If you’ve found Mr. or Ms. Right, keep your eyes open. Love is blind. If you see potential problems developing, refuse to give in to the temptation to ignore or minimize them. You will condemn yourself to a life time of trouble and misery when you try to make a good marriage out of flawed, personality distorted material.
One counselee told me that during their engagement period her fiancé pulled a knife out of a drawer and told her that if she ever left him he would commit suicide. She spent over a decade as a manipulated, emotionally and physically abused wife until she finally worked free. She is still in recovery.
Now let me talk about what to do if you suspect that you’ve married someone with a personality disorder.
A correct diagnosis is essential. Only a qualified professional is competent to make a professional diagnosis regarding any sort of mental illness or disorder. Seek their advice and counsel.
Unfortunately, most affected spouses shy away and/or actively resist seeking out a physician for help or diagnosis. What can you do? Personality disorder tests are all over the internet. Take one or two and answer as you’d imagine how your spouse might answer. You will get an insight into the sort of problems with which you’re dealing.
I believe that you have several options open to you if your spouse struggles with one or more personality disorders.
First, don’t immediately use their problem as justification for divorce. Remember that your loved one is often in miserable pain and confusion and can be helped greatly by your compassion and support.

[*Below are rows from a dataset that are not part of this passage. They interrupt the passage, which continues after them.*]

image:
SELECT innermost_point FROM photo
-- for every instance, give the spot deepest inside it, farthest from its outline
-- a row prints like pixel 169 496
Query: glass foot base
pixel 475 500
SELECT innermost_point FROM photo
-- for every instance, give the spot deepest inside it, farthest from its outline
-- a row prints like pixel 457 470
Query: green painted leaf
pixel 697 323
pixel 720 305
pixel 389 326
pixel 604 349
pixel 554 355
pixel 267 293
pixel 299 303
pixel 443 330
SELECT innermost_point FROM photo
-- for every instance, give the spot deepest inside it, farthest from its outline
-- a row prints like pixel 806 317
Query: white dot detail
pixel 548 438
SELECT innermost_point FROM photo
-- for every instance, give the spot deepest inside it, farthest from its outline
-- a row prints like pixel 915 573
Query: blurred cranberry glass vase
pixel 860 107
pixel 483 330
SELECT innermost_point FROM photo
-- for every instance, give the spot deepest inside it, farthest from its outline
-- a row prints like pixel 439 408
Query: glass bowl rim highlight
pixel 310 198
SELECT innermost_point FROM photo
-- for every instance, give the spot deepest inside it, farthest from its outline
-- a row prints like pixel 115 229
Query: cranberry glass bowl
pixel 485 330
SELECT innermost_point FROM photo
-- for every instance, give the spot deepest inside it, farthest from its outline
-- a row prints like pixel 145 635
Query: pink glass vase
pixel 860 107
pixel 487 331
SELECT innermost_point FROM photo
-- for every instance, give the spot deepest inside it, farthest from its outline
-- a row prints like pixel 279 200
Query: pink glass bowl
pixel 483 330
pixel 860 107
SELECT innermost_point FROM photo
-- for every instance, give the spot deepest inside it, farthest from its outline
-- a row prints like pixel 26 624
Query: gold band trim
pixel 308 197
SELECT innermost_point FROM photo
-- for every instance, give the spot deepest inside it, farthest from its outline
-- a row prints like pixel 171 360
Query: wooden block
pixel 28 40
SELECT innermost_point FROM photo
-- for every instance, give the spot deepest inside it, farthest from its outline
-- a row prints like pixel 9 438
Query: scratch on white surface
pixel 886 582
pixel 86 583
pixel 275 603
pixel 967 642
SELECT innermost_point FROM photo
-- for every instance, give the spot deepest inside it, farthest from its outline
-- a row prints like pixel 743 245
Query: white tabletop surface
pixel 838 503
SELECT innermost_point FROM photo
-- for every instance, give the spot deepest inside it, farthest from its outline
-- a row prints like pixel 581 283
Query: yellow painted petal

As I consider your situation, I am reminded of all the parents who live with mentally- and/or physically-challenged children. You have seen them at the mall as they push along a complex, high-tech wheelchair which is home to a child who has not at all turned out as mom and dreamed. I see the anguished pain in their faces — and so do you — as they see other children running and laughing and playing while their child sits trapped within a mind or body that doesn’t work properly.